I recently went back to my study notes from when I was a missionary just to see if the way I am studying, and learning things had much in common with my missionary-self from 20 years ago. It was a fun exercise, and really thought provoking. While there were plenty of differences, when it came to Enos my first impression was the same both times.
Enos is the “every-person” that grows up in the church with multiple generations of believers above him. His life and habits and culture were a bubble of doing the right things, learning the right things, and seeing everyone else outside the bubble with trepidation. Just like many of us, Enos becomes an adult, free to choose his path, but with expectations to take up the mantle his righteous father Jacob had. This becomes overwhelming because Enos isn’t certain that God is there, he believes but he doesn’t “know” like everyone else seems to “know.”
I will discuss more later in the post, but I just relate so much to Enos, and I know so many other people do as well. What is nice as well is that Enos gives us a pattern of how we all can find the Lord.
We will also be covering Jarom and Omni, which has some crazy awful journal entries (like most of ours) and it has some key narrative points that are necessary to understand Mormon’s abridgement of the rest of Nephite history. Finally, we are introduced to Mormon, the most influential author/editor of the Book of Mormon.
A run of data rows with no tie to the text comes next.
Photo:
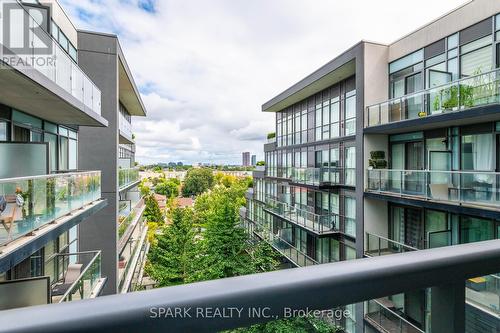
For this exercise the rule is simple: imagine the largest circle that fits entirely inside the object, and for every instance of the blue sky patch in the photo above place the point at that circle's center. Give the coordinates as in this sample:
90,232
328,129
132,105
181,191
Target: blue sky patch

I know there are hard things happening in the world with COVID-19, and with the economic impact on people. I am seeing and feeling it myself, and I just want to let each of you know I love you and you are in my prayers. I learned a long time ago that we do not get to control what happens to us, especially the bad things, but we can learn and help each other through them. The helping each other makes us different, and from that comes love and power that grows through our lives. I pray that you can help each other through this hard time and that we can each find our way to the Lord in prayer and in faith.
CHAPTERS FOR STUDY WEEK 13 – Enos-Words of Mormon
– Faith, Hope, and Charity are not just virtues, but the process of becoming more like Christ.
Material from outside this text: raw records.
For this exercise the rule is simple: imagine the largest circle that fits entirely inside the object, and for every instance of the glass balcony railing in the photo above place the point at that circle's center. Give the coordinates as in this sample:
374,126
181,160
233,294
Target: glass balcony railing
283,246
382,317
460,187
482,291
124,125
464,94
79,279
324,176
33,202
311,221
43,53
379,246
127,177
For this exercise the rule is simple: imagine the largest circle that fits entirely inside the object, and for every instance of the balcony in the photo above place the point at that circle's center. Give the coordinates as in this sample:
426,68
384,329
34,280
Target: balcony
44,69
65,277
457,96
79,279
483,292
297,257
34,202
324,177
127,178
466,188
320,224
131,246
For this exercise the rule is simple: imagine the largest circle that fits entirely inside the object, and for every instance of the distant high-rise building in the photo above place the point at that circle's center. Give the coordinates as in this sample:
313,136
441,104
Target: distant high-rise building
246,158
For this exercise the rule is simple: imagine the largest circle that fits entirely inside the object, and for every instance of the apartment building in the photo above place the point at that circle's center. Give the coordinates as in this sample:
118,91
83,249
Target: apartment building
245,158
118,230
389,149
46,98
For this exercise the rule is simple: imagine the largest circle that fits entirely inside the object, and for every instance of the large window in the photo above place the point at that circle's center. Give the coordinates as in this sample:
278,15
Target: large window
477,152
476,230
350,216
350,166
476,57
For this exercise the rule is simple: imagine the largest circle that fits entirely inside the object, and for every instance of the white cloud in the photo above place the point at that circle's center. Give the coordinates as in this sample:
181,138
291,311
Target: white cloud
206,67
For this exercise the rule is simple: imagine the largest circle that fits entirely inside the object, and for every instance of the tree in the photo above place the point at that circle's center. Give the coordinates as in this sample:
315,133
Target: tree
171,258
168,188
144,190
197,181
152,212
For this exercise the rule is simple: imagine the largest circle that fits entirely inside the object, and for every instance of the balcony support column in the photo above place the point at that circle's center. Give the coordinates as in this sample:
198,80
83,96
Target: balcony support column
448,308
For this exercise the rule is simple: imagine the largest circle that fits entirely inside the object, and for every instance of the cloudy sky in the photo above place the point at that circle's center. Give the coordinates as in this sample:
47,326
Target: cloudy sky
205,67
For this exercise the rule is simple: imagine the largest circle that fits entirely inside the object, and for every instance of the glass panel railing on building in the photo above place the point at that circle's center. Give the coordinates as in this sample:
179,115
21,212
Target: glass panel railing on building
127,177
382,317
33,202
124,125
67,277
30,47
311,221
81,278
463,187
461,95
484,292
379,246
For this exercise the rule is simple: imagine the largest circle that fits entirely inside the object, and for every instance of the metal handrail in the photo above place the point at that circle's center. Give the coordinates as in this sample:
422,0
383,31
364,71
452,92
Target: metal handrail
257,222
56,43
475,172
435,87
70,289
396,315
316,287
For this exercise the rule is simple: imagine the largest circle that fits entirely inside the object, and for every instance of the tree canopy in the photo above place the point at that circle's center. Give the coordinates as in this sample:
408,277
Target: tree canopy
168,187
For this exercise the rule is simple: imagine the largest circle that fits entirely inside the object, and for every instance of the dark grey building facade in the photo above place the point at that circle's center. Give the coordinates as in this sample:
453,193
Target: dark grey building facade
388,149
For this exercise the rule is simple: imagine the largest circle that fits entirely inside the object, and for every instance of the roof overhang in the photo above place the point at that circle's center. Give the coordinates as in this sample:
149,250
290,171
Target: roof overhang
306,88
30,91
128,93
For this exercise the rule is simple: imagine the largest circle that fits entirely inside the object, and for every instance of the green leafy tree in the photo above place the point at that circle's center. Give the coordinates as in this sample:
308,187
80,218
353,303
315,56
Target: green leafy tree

– The value of writing down our experiences with the Lord, and not short-changing our journals cannot be overstated.
– One faithful person, who is willing to serve and sacrifice, can change the paths of many people for good.
History and Context:
– Enos did not retain any political leadership, if Jacob even had any at the end of his life. He may not have even had an ecclesiastical calling, but he did take over the responsibility of the plates, and spiritual leadership in the family and likely community at large. This is one explanation as to why subsequent entries on the plates are short and without more specifics, they may not have been privy to as many events and were making more general observations of the people.
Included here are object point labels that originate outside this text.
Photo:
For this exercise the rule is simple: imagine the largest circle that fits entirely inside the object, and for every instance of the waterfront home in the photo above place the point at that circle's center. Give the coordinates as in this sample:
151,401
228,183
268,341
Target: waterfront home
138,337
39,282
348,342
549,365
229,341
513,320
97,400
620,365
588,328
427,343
– One interesting observation of Enos’s prayer with God is that when he makes his covenant with God, Enos has input on some of the terms. Usually, God is the only voice in our covenant relationships. This could mean that general covenants, we all make, are dictated by God. However, there are more personal covenants we can make with God that, perhaps, bring more personal blessings or outcomes.
– I think it easy for us to apply the same motivation to every author/editor in all of scripture, that of bringing people to God. While it is true that is one of the motivations, particularly spelled out by Nephi and Jacob, there are many others. Here are a few we find: spiritual prompting, genealogical history, recording personal experiences, commandment of God, duty imposed by authorities, and for future benefit of posterity or others. These motivations are important to keep in mind as we think through what is happening and what is being said by those writing.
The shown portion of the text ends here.